Julia Child's Final Homecooked Meal Couldn't Have Been More Perfect
By the time she died in August 2004, Julia Child had lived a brilliantly full life. She attended the Cordon Bleu cooking school in France in 1949, played basketball at Smith College, worked as a spy during World War II, and became a culinary legend through her cookbooks and long-running cooking show, "The French Chef." Child taught home cooks how to prepare classic French dishes like beef bourguignon, cheese soufflés, and crepes Suzette. But as her time on earth came to a close, it was a bowl of warm, comforting French onion soup that she wanted.
Child's personal assistant made Julia's own recipe for her to enjoy, so she would have caramelized plenty of onions with salt and sugar in butter, thickened the base with some flour, and simmered everything in beef stock and white wine. To serve, Child's recipe calls for adding a bit of cognac to the soup and topping each bowl with a piece of toasted bread and melted parmesan and Swiss cheese (Gruyere and mozzarella are also great choices). The choice couldn't have been more appropriate since French onion soup is a classic comfort food in France, the country where she lived and which shaped and nurtured her love of cooking.

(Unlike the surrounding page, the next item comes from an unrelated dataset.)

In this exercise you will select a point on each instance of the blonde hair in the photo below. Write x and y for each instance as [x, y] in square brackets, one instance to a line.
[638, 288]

Julia Child taught her viewers a few versions of French onion soup
On the first season of her public television show, "The French Chef," Julia Child described her own French onion soup as exactly the type you'd be served in Paris. She also gave some tips on how to masquerade store-bought onion soup as homemade (egg yolk, cornstarch, and Worcestershire sauce play roles in this method). During the episode, Child gave advice on how to keep your knives sharp (which is extremely helpful when you're chopping a lot of onions) and also how to hold your knife.
The episode is a perfect example of Child's cooking style. That is, she didn't take herself too seriously. At one point, she drizzles oil into her pot to sauté the onions only to discover she's drizzled in vermouth instead. No matter, she just proceeds to add some oil in. Later, she tips over a bottle of brandy on the counter to which she says, "There goes the brandy, too bad."
Child prepared her French onion soup in a way which she said is popular in France and works great as a main course. For this version, she placed a piece of toasted bread at the bottom of a soup bowl and topped it with a poached egg, then ladled the onion soup on top with a sprinkling of cheese. It's not clear whether or not the egg was part of her final meal. According to Julia Child, French onion soup made a wonderful Sunday lunch when served with rose wine, a vegetable salad, sliced French bread, and cold meats plus cookies and fruit for dessert.